Project: Design an IDP
Project: Design an IDP
This capstone lesson walks through the end-to-end design of a production-grade Internal Developer Platform (IDP) for a sample organisation — Acme Corp — a 400-engineer fintech running 120 microservices on Kubernetes across two AWS regions. By the end you will have a complete golden-path specification, a self-service surface design, the Backstage scaffolder template that powers it, the Crossplane Composition for on-demand PostgreSQL, and the Kyverno policies that enforce guardrails — every artefact ready to drop into a real monorepo.
Step 1 — Characterise the Organisation
Before writing a single line of YAML, collect four inputs:
- Service taxonomy. Acme has three archetypes: API service (Java/Go, REST/gRPC), async worker (Kafka consumer, Python/Go), and ML inference (Python, GPU-optional). Every golden path maps to one archetype.
- Cognitive tax survey. A 10-question dev survey reveals the top four pain points: (1) writing Kubernetes YAML from scratch, (2) provisioning databases, (3) wiring Datadog APM, (4) configuring RBAC. These become the IDP's first four self-service actions.
- Compliance requirements. PCI-DSS scope for the payments cluster means: immutable container images (no
:latest), no root containers, mandatory network policy, secrets from Vault (not env vars). These become Kyverno policies enforced at admission. - Existing assets inventory. Acme already has: Terraform modules for VPC/EKS, a Vault PKI mount, a Datadog agent DaemonSet, and 40 Helm charts of varying quality. The IDP wraps these; it does not replace them.
Step 2 — Define the Golden Path for an API Service
A golden path is a fully-specified, opinionated delivery path from git init to production. For Acme's API service archetype it covers six dimensions:
- Scaffold — a Backstage Software Template generates the repo skeleton (Dockerfile, Makefile,
.github/workflows/ci.yaml,k8s/manifests,catalog-info.yaml,docs/TechDocs stub) in under 60 seconds. - CI pipeline — GitHub Actions: lint → unit test →
docker build --provenance=true --sbom=true→ Trivy scan (block on CRITICAL) → push to ECR with immutable tagsha-<commit>→ update the GitOps repo via a PR tok8s/overlays/staging/<service>/image.yaml. - GitOps delivery — ArgoCD Application CR per environment (staging, production). Staging auto-syncs; production requires a manual sync gate or a JIRA approval webhook.

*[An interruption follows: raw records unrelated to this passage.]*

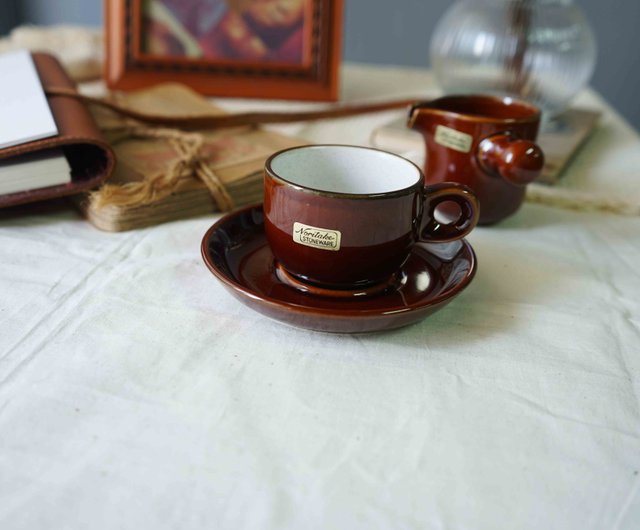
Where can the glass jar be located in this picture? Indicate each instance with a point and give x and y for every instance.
(543, 51)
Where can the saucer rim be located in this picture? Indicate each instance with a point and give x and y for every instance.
(329, 312)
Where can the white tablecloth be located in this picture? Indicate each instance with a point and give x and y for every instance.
(136, 393)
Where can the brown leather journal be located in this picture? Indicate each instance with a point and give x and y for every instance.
(90, 157)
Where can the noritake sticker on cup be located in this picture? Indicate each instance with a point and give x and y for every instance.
(315, 237)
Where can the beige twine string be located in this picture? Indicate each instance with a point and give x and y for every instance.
(189, 162)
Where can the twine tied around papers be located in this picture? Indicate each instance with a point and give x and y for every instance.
(188, 146)
(189, 161)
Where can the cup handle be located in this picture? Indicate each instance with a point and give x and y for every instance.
(434, 231)
(517, 161)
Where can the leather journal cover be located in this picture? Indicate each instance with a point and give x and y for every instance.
(90, 157)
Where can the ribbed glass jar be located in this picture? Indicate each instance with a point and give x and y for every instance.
(543, 51)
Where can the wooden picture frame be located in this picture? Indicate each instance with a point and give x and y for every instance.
(307, 70)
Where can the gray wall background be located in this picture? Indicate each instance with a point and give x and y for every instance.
(398, 32)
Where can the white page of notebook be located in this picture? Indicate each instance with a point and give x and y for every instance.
(24, 112)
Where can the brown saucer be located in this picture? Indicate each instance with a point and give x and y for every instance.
(236, 251)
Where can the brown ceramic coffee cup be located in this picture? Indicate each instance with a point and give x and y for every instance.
(347, 216)
(484, 142)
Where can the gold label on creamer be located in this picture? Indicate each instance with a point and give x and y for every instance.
(453, 139)
(315, 237)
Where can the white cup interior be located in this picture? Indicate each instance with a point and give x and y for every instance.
(345, 169)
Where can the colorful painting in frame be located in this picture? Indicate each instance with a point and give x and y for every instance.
(285, 49)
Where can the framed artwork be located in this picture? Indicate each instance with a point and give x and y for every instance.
(285, 49)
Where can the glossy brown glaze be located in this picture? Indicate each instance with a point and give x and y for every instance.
(236, 251)
(377, 231)
(490, 148)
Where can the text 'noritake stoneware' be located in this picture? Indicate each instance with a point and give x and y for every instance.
(484, 142)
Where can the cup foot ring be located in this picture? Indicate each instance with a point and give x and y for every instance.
(284, 276)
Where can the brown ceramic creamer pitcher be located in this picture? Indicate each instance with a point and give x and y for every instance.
(484, 142)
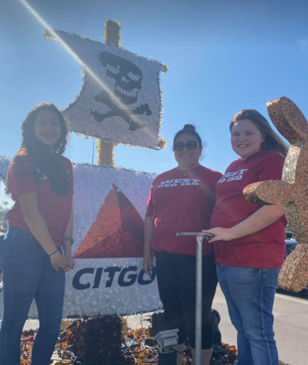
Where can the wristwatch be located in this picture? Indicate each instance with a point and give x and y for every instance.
(71, 239)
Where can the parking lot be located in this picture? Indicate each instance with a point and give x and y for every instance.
(291, 327)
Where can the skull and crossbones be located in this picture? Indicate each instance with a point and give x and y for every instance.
(127, 79)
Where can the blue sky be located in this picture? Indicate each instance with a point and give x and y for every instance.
(223, 56)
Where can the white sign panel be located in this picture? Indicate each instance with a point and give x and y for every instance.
(109, 207)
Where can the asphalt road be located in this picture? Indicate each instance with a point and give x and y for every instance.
(291, 326)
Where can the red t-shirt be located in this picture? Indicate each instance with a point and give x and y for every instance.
(181, 201)
(54, 208)
(263, 249)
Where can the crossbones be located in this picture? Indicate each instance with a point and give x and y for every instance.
(115, 111)
(126, 78)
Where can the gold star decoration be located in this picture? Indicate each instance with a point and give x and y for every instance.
(291, 191)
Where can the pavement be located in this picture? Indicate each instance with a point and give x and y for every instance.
(291, 326)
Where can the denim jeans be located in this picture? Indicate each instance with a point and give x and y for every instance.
(250, 294)
(27, 274)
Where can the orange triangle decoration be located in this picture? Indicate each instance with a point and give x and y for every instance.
(116, 232)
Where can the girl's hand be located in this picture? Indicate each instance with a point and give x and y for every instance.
(70, 260)
(220, 234)
(148, 263)
(59, 262)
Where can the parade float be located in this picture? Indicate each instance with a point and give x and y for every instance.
(121, 102)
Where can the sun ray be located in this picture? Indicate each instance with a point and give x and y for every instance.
(50, 32)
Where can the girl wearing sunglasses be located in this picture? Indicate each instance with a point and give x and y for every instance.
(249, 239)
(182, 200)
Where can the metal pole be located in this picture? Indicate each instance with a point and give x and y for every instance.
(198, 325)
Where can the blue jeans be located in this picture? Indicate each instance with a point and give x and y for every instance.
(27, 274)
(250, 297)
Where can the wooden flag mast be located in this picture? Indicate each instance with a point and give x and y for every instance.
(112, 35)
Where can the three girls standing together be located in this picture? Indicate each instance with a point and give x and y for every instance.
(248, 244)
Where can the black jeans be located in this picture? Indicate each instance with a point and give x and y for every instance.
(176, 277)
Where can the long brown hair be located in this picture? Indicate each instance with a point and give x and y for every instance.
(272, 142)
(44, 159)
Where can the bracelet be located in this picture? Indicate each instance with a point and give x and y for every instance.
(71, 239)
(53, 253)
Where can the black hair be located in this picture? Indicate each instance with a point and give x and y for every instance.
(188, 129)
(271, 142)
(44, 159)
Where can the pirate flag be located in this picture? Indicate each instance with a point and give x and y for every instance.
(120, 100)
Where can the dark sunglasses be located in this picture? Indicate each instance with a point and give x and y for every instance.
(190, 145)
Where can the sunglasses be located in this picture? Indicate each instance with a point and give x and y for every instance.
(190, 145)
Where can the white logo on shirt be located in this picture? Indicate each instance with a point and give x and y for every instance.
(178, 182)
(231, 176)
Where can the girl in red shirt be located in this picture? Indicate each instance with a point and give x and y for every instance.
(40, 181)
(249, 239)
(182, 200)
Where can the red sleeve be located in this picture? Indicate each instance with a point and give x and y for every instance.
(150, 206)
(271, 167)
(69, 167)
(21, 178)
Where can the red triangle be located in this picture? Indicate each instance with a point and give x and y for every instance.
(116, 232)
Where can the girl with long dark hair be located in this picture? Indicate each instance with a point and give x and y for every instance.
(249, 239)
(182, 200)
(36, 251)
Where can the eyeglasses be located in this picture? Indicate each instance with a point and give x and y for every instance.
(190, 145)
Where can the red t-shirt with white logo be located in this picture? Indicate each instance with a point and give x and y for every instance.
(263, 249)
(182, 201)
(54, 208)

- Runtime — a pre-tested Helm chart with sensible defaults:
resources.requests.cpu: 200m,resources.limits.memory: 512Mi, HPA on CPU+RPS, PodDisruptionBudgetminAvailable: 1, Istio sidecar enabled, Datadog APM via admission controller. - Observability — automatic Datadog dashboard (provisioned by a Backstage action calling the Datadog API) and a default SLO (99.5% success rate, 300 ms p99 latency) wired to a PagerDuty service.

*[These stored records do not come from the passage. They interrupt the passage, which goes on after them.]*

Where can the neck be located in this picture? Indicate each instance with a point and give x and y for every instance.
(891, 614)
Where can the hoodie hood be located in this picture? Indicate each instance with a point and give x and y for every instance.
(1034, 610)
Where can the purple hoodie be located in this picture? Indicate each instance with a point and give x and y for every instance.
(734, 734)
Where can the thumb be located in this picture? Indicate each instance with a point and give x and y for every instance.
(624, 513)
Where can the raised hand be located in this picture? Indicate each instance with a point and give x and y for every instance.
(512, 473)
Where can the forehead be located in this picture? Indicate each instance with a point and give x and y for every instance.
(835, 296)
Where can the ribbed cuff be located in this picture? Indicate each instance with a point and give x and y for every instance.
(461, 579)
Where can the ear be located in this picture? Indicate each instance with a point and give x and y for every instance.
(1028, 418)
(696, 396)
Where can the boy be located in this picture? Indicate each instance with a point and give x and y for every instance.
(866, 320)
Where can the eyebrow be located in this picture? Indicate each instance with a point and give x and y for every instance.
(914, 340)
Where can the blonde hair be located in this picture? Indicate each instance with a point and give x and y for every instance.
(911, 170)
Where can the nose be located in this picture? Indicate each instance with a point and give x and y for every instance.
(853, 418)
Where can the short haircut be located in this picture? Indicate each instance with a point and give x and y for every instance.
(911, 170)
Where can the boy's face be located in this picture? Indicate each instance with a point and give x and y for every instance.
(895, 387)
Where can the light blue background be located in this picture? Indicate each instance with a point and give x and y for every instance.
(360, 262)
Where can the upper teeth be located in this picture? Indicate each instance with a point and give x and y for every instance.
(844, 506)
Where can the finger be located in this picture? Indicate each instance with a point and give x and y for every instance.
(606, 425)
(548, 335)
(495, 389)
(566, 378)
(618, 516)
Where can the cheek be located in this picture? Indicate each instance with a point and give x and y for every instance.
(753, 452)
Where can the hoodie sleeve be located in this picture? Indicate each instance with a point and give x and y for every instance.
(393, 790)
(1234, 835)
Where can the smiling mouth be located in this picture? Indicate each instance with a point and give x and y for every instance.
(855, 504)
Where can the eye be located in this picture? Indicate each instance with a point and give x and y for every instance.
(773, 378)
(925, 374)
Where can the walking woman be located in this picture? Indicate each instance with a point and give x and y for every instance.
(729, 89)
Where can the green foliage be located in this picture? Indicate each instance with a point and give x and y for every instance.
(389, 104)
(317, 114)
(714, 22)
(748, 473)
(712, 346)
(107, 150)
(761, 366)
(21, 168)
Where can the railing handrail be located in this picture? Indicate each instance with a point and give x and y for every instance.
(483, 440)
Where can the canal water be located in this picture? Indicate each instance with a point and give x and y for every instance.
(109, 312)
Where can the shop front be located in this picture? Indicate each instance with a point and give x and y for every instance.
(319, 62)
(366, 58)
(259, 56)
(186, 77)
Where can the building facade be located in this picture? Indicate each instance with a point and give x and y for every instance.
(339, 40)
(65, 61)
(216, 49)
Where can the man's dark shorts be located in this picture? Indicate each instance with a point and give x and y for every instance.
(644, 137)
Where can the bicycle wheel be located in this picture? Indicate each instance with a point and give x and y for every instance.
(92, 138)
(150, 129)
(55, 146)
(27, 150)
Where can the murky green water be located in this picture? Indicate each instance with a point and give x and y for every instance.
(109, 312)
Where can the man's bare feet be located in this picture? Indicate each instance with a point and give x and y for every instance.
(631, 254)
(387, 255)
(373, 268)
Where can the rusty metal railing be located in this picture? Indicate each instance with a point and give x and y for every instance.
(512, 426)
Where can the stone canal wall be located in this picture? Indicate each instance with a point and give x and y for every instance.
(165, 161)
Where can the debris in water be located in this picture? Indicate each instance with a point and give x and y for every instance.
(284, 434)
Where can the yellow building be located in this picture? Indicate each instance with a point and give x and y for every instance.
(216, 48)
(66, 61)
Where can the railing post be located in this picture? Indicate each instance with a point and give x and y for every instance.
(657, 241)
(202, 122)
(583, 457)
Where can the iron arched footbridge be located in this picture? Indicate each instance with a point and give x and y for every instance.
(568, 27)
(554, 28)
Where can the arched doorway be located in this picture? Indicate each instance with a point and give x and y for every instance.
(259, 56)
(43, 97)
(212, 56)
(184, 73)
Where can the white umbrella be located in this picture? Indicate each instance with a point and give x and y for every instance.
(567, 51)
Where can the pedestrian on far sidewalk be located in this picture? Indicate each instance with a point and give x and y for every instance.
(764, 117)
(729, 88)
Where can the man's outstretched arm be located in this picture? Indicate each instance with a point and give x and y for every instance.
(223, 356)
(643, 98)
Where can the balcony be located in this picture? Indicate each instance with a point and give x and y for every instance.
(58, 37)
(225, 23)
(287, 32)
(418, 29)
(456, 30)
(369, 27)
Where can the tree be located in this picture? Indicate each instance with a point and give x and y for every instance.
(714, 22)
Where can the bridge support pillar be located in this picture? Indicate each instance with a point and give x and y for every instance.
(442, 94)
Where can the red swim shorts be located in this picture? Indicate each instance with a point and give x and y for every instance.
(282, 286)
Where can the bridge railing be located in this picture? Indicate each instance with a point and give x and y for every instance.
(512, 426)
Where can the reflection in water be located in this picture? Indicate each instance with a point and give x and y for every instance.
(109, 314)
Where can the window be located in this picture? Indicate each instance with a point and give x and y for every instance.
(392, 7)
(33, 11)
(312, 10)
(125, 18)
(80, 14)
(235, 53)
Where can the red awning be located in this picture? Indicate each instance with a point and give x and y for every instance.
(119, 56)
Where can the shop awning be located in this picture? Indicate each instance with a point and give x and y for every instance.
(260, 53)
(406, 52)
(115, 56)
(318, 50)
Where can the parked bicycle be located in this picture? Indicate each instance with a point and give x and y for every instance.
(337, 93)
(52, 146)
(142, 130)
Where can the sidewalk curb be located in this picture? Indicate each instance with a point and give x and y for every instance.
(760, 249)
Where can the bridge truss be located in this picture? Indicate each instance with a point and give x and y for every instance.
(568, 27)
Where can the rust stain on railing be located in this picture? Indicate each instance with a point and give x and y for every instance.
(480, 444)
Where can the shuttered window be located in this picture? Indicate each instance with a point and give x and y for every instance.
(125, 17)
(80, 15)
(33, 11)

- Security — Vault AppRole injected by the Vault Agent sidecar; mTLS via Istio; NetworkPolicy denying all ingress except the mesh gateway and the monitoring namespace.
Step 3 — Design the Self-Service Surface
The self-service surface is what developers actually click or type. Acme ships three surfaces:
- Backstage portal — primary UI. Software Templates for scaffolding; a software catalog for discovery; TechDocs for documentation; Scorecards showing golden-path compliance per service.
- Platform CLI (
acme) — wraps Backstage scaffolder API calls for engineers who live in the terminal.acme new service,acme provision db,acme open-dash <service>. The CLI is a thin wrapper; all logic lives in the platform API. - GitOps self-service — for infrastructure primitives (databases, buckets, queues), the self-service action opens a PR to the platform GitOps repo. A human reviewer (or a policy bot) approves; Crossplane reconciles the resource. This keeps an audit trail in git — non-negotiable for PCI-DSS.

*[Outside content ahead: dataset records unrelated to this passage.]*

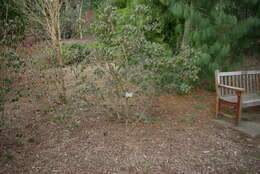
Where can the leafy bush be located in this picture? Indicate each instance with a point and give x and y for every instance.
(179, 72)
(118, 78)
(75, 54)
(69, 24)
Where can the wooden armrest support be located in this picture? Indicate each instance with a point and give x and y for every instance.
(232, 88)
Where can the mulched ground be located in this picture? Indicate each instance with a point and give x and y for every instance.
(184, 140)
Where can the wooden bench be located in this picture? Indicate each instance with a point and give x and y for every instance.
(239, 89)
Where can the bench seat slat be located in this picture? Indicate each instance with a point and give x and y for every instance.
(233, 73)
(248, 100)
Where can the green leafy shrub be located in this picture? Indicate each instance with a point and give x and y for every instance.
(118, 79)
(76, 53)
(179, 72)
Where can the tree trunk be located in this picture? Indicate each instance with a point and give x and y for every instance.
(186, 33)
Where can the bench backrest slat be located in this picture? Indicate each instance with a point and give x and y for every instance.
(249, 80)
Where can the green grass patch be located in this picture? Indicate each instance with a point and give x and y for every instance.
(185, 120)
(61, 117)
(198, 107)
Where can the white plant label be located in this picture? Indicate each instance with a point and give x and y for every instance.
(128, 94)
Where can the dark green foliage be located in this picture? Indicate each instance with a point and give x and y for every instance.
(222, 31)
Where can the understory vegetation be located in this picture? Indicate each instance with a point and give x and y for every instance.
(124, 86)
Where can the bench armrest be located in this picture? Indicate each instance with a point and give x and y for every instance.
(231, 88)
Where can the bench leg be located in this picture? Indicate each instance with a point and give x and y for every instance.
(217, 107)
(239, 108)
(238, 115)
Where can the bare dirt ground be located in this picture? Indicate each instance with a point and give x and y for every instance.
(76, 139)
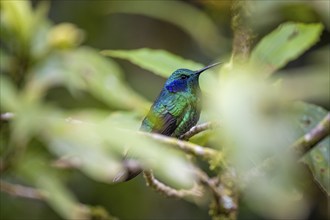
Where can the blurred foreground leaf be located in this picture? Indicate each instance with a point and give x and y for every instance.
(284, 44)
(318, 159)
(159, 62)
(85, 69)
(37, 170)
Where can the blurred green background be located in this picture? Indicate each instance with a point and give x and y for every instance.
(105, 26)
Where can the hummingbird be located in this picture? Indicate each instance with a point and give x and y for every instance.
(176, 109)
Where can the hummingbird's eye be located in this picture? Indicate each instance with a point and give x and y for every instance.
(184, 77)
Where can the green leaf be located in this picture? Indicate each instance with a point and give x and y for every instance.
(201, 28)
(318, 159)
(8, 95)
(85, 69)
(35, 168)
(283, 45)
(159, 62)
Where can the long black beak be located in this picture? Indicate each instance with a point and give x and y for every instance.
(207, 67)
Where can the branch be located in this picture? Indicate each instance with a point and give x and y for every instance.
(313, 137)
(167, 190)
(190, 148)
(6, 116)
(21, 191)
(225, 202)
(300, 147)
(197, 129)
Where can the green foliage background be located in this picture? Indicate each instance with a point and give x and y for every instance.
(54, 70)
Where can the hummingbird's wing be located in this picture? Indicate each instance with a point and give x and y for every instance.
(164, 117)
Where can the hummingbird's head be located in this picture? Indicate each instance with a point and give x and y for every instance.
(184, 80)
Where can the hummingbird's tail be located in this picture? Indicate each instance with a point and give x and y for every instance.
(131, 168)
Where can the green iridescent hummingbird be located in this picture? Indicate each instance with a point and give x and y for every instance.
(175, 111)
(178, 106)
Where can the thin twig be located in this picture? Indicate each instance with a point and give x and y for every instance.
(188, 147)
(21, 191)
(167, 190)
(313, 137)
(7, 116)
(197, 129)
(299, 148)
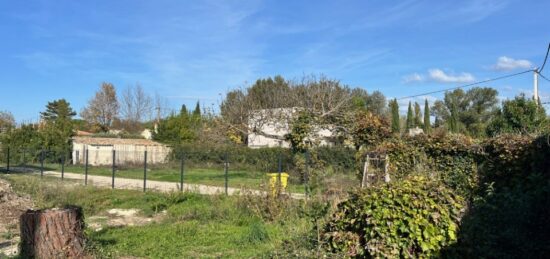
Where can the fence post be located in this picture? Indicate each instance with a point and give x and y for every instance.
(86, 168)
(8, 162)
(24, 163)
(279, 172)
(62, 168)
(145, 170)
(306, 174)
(226, 169)
(113, 171)
(41, 163)
(182, 168)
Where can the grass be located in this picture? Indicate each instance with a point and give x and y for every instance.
(195, 225)
(171, 173)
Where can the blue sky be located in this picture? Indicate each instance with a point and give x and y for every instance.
(190, 50)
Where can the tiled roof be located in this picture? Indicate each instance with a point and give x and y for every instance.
(114, 141)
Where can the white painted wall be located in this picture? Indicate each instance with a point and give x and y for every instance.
(125, 154)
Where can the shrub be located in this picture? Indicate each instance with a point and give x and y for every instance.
(450, 158)
(415, 217)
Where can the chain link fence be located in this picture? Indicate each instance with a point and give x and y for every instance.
(188, 167)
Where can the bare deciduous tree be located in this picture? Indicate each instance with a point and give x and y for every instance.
(136, 104)
(272, 103)
(103, 108)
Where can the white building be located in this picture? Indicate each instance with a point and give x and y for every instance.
(268, 128)
(127, 151)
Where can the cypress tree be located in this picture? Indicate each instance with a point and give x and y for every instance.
(183, 109)
(453, 120)
(197, 111)
(394, 106)
(417, 115)
(427, 126)
(410, 117)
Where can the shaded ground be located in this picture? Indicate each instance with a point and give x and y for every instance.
(162, 186)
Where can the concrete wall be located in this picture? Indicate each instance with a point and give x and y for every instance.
(124, 154)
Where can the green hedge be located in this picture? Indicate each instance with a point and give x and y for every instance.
(413, 218)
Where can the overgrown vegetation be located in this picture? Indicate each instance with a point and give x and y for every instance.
(412, 218)
(194, 225)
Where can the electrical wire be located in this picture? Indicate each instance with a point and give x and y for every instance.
(545, 78)
(468, 85)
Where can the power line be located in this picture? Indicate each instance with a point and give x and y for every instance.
(545, 58)
(545, 78)
(472, 84)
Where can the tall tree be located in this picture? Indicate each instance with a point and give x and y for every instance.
(57, 110)
(466, 112)
(395, 121)
(410, 117)
(520, 115)
(376, 103)
(197, 110)
(136, 104)
(58, 127)
(7, 121)
(103, 108)
(247, 111)
(417, 115)
(427, 125)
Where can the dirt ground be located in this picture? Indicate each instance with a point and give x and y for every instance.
(12, 206)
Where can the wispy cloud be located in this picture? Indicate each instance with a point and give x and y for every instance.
(506, 63)
(439, 76)
(415, 77)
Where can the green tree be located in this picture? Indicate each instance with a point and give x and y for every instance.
(417, 115)
(177, 129)
(520, 115)
(395, 121)
(7, 121)
(197, 111)
(58, 127)
(25, 137)
(103, 109)
(466, 112)
(376, 103)
(410, 117)
(427, 125)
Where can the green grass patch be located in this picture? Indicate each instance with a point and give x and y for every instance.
(194, 226)
(207, 176)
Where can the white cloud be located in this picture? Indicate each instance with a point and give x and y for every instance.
(506, 63)
(413, 78)
(440, 76)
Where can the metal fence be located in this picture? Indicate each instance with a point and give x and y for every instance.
(186, 170)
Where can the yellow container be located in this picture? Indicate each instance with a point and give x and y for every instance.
(274, 180)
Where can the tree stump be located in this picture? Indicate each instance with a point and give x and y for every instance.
(53, 233)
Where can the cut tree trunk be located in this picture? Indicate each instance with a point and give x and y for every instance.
(53, 233)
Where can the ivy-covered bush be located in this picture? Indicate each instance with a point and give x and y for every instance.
(509, 158)
(416, 217)
(450, 158)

The Backstage scaffolder action for on-demand PostgreSQL is the highest-traffic self-service action (run ~40 times per month at Acme). It calls a custom scaffolder backend action that creates a Crossplane PostgreSQLInstance claim, commits it to the GitOps repo, and opens a PR tagged with the requesting team's JIRA project key:
Step 4 — The IDP Architecture Diagram
The diagram below shows how Acme's four platform planes interact at runtime: the developer plane, the control plane (Backstage + platform API), the delivery plane (GitOps), and the infrastructure plane (Crossplane + cloud APIs).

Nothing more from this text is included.